All the lender categories noted above rely on the prime rate to set the level for different loan types and credit ratings. Essentially, they depend on it to see whether the Prime Rate definition fits perfectly with the customer profile or warrants an adjustment up or down.

03 The Background and Context of Prime Rate

This brings us to mortgage loans as a mainstream funding channel. In many cases, borrowers take advantage of the fixed interest accommodations that mortgage lenders offer on real estate when they suspect that Prime Interest Rates will likely increase. So, in 2020 when the PR was 3.25% (less than half of November 2022), lenders pinned it on many mortgages (globally considered the safest asset security loan available). As a result, savvy borrowers jumped at the option of locking in the interest rate at the prime level for the entire loan term (generally between fifteen and thirty years).
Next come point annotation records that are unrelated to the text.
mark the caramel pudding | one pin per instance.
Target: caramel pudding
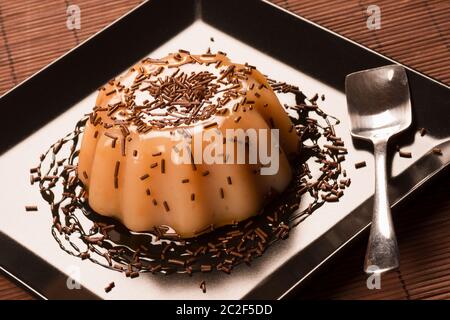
(125, 159)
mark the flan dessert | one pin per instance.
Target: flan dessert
(126, 159)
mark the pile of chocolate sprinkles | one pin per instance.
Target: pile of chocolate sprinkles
(82, 233)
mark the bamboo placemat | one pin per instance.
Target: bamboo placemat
(417, 33)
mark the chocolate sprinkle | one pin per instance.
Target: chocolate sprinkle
(221, 250)
(359, 165)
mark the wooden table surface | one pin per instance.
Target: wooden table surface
(417, 33)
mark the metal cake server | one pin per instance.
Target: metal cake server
(379, 106)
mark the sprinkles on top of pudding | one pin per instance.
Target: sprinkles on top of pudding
(178, 90)
(137, 115)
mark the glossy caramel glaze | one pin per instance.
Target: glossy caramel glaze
(125, 157)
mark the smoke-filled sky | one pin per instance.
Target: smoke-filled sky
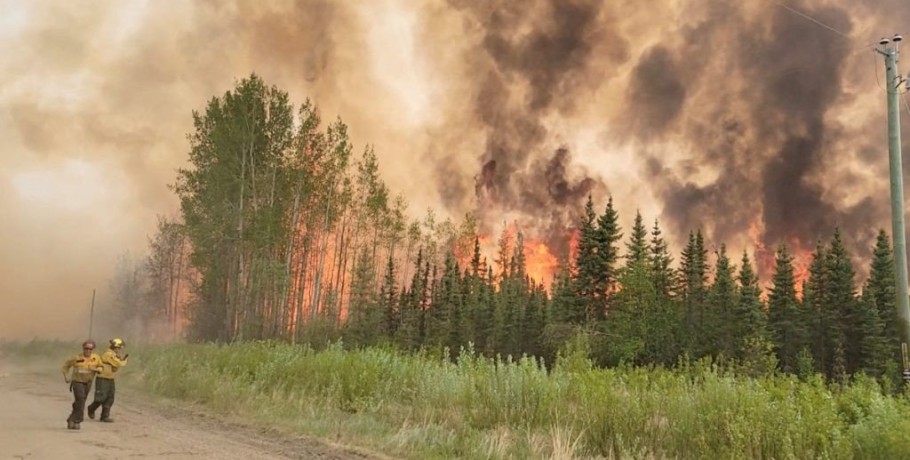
(747, 118)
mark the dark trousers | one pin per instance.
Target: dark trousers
(80, 393)
(104, 397)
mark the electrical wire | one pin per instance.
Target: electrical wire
(810, 18)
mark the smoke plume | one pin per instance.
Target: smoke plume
(747, 119)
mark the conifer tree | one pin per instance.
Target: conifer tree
(719, 325)
(607, 238)
(783, 312)
(880, 291)
(588, 261)
(818, 315)
(693, 277)
(661, 261)
(750, 320)
(841, 301)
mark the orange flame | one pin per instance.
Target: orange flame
(541, 263)
(766, 259)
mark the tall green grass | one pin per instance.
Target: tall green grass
(425, 406)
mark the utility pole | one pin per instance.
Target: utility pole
(890, 49)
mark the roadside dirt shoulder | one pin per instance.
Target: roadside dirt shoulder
(32, 426)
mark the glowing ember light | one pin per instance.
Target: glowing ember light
(541, 263)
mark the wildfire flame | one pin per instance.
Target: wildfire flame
(765, 260)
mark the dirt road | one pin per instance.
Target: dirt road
(34, 407)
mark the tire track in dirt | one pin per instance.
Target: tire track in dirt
(33, 426)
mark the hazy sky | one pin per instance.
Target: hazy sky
(744, 117)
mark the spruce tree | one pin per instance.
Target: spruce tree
(588, 261)
(608, 235)
(783, 312)
(881, 291)
(817, 314)
(750, 319)
(719, 327)
(693, 277)
(660, 261)
(842, 303)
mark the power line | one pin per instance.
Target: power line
(810, 18)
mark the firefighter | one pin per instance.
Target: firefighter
(84, 366)
(112, 360)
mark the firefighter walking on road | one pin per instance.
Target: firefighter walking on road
(84, 366)
(112, 360)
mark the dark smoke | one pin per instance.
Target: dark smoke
(539, 59)
(754, 114)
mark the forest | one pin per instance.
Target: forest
(285, 233)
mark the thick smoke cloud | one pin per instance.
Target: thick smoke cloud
(742, 118)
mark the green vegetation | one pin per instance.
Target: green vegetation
(286, 239)
(426, 406)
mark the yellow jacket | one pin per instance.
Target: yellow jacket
(84, 368)
(112, 362)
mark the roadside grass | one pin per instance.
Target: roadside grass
(425, 406)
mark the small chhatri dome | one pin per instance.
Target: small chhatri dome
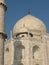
(31, 23)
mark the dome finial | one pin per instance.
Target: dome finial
(29, 11)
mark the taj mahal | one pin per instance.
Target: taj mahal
(28, 44)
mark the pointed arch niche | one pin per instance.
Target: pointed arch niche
(36, 52)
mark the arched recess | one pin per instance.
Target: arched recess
(18, 48)
(36, 52)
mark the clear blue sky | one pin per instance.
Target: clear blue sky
(16, 9)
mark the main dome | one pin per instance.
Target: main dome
(30, 22)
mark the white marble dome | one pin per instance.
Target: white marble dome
(30, 22)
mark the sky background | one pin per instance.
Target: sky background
(16, 9)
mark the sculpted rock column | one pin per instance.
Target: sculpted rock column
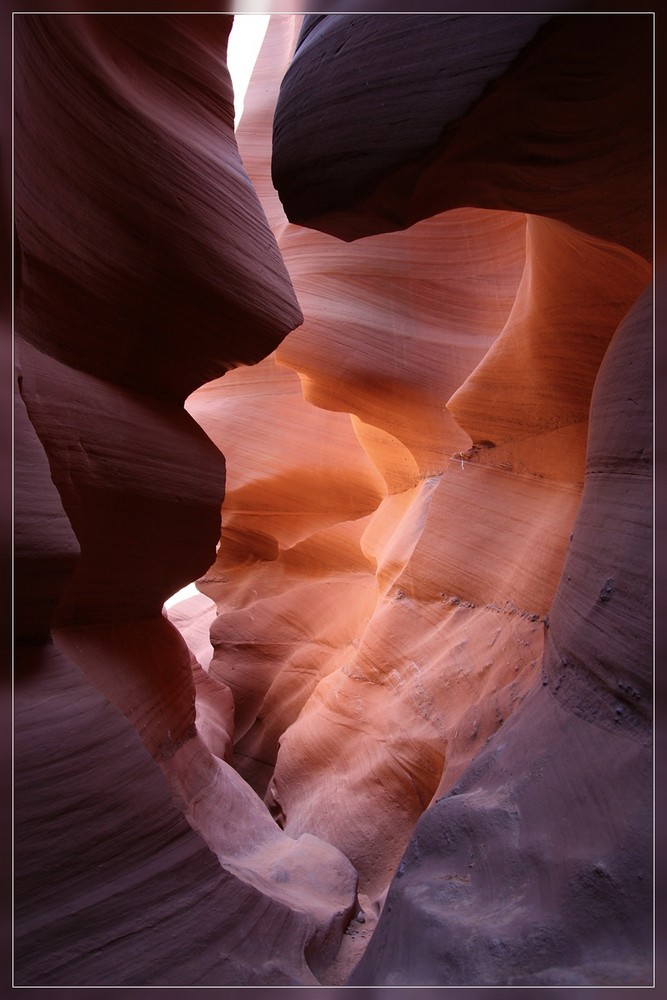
(140, 238)
(513, 877)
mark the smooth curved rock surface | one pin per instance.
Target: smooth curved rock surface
(145, 242)
(537, 867)
(558, 124)
(504, 317)
(420, 523)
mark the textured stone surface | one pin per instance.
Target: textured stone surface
(146, 241)
(562, 126)
(430, 649)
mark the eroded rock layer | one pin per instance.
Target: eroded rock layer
(430, 636)
(137, 260)
(373, 662)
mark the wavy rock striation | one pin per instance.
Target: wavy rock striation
(137, 258)
(430, 645)
(543, 752)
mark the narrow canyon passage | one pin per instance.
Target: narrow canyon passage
(402, 736)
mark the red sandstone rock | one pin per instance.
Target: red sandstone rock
(404, 475)
(139, 281)
(556, 122)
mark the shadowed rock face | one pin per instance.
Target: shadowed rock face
(139, 234)
(431, 642)
(547, 114)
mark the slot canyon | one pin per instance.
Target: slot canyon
(376, 371)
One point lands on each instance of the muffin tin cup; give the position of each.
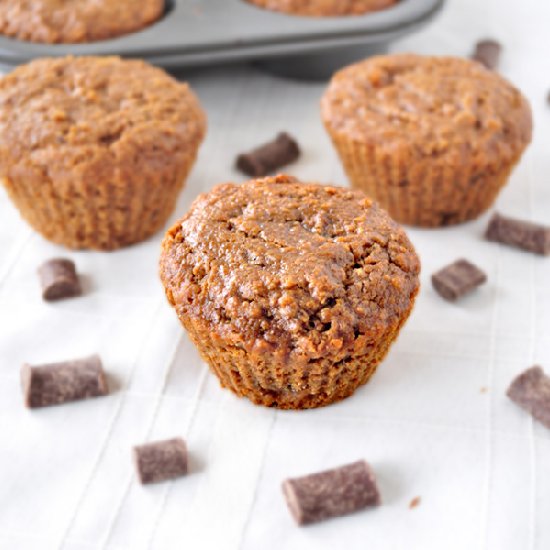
(422, 193)
(82, 216)
(207, 32)
(269, 380)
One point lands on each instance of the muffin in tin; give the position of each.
(432, 139)
(324, 8)
(69, 22)
(292, 292)
(94, 151)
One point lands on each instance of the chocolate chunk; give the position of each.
(531, 391)
(161, 460)
(59, 279)
(488, 52)
(458, 279)
(520, 234)
(333, 493)
(269, 157)
(58, 383)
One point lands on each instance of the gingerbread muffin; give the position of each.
(324, 8)
(62, 21)
(292, 292)
(432, 139)
(94, 151)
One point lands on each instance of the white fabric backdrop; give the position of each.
(479, 464)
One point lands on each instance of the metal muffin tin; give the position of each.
(207, 32)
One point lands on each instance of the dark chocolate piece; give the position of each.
(59, 279)
(531, 391)
(269, 157)
(57, 383)
(333, 493)
(520, 234)
(161, 460)
(488, 52)
(458, 279)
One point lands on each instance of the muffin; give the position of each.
(432, 139)
(324, 8)
(292, 292)
(94, 151)
(62, 21)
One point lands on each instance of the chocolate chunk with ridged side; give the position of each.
(269, 157)
(487, 52)
(56, 383)
(333, 493)
(160, 460)
(531, 391)
(458, 279)
(59, 279)
(522, 234)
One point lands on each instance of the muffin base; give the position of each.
(422, 193)
(268, 380)
(81, 215)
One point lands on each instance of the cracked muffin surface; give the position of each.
(94, 151)
(292, 292)
(324, 8)
(74, 21)
(433, 139)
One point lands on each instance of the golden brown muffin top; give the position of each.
(283, 262)
(71, 21)
(324, 8)
(66, 110)
(435, 105)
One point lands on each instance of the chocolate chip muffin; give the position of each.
(292, 292)
(62, 21)
(94, 151)
(432, 139)
(324, 8)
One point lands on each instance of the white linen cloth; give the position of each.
(425, 422)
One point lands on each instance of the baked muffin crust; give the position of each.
(324, 8)
(94, 151)
(72, 21)
(443, 107)
(295, 278)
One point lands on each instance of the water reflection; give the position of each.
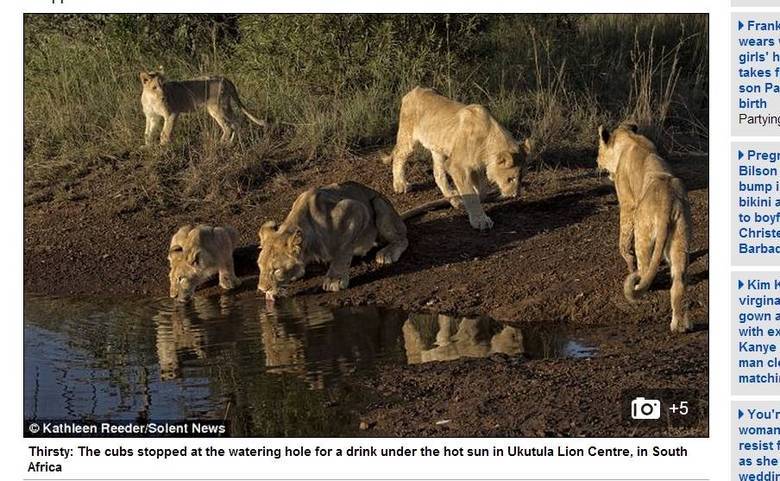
(271, 370)
(456, 338)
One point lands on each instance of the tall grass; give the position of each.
(331, 85)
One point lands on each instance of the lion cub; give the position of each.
(654, 215)
(164, 100)
(196, 254)
(467, 145)
(328, 224)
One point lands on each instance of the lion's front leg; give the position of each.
(227, 275)
(337, 277)
(153, 124)
(626, 245)
(440, 176)
(464, 182)
(167, 132)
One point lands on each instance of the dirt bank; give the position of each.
(552, 256)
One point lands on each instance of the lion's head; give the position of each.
(609, 150)
(152, 82)
(186, 272)
(281, 259)
(507, 168)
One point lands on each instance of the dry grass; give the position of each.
(333, 86)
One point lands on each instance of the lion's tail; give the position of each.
(636, 285)
(237, 100)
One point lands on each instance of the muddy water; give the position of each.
(270, 370)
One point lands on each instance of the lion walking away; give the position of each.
(654, 216)
(164, 100)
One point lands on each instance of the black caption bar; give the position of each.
(59, 428)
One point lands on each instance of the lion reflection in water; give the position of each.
(319, 345)
(187, 332)
(455, 338)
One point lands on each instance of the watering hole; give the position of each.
(283, 369)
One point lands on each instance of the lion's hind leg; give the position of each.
(222, 116)
(678, 259)
(351, 219)
(404, 146)
(227, 275)
(391, 229)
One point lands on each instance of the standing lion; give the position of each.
(164, 100)
(467, 144)
(654, 215)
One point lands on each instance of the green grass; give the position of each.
(331, 85)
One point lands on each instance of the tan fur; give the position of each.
(467, 144)
(164, 100)
(654, 215)
(329, 224)
(198, 253)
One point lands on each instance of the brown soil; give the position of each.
(551, 257)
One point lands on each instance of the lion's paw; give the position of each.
(681, 326)
(401, 186)
(333, 284)
(481, 223)
(385, 256)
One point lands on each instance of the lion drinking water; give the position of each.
(198, 253)
(654, 215)
(467, 144)
(164, 100)
(329, 224)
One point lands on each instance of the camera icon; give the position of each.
(642, 408)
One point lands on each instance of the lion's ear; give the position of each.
(603, 134)
(265, 230)
(295, 242)
(527, 146)
(630, 126)
(194, 259)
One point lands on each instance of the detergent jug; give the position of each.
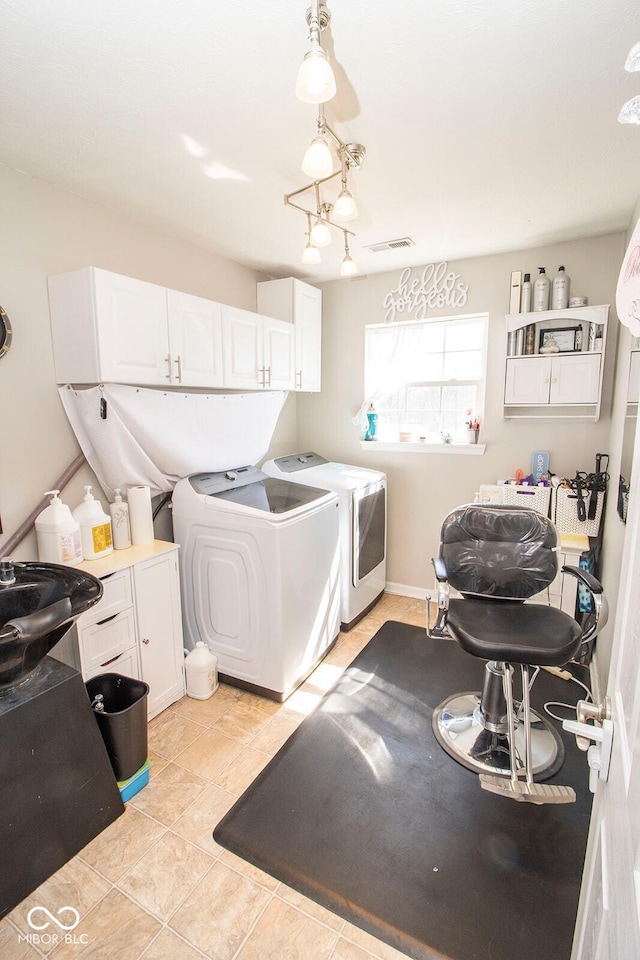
(201, 668)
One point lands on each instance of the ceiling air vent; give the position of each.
(391, 245)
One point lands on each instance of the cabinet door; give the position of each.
(241, 349)
(278, 354)
(195, 335)
(157, 595)
(575, 379)
(307, 307)
(527, 380)
(133, 339)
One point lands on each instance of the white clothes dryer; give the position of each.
(259, 575)
(363, 525)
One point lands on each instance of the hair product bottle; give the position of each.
(541, 291)
(525, 302)
(95, 527)
(560, 295)
(57, 533)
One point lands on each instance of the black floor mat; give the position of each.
(363, 812)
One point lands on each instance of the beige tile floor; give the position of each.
(156, 886)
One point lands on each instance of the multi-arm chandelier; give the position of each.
(316, 84)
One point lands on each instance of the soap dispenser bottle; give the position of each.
(560, 294)
(120, 527)
(95, 527)
(57, 533)
(541, 291)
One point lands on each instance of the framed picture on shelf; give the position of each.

Conversely, those mortgagees who stayed with a variable rate witnessed their rates escalating quickly to 7%. But, of course, it’s all a matter of timing. Fixing the rate when the Fed’s DR increases are near the top of the cycle may work against you when it goes in the opposite direction. However, the bottom line is that, not surprisingly, fixed-rate mortgages are the most popular amongst US borrowers.


The takeaway is that the US banks and other American registered lenders are arguably the most aggressive interpreters of the Prime Rate definition versus the other three currency funder participants, with Australia a close second. The net result is that first-world countries facing the same economic pressures react similarly. All are afraid of escalating price levels eroding consumer buying power.

However, this is not rocket-science methodology. The central regulators in these countries have only one tool to moderate things – the DR rate. Moreover, they desperately rely on the banks and other lending institutions to react by adjusting the loan prices accordingly. Frequently, DR regulators can overdo it, throwing the nation into a recession. Getting the balance right is tricky, more of an art than a science.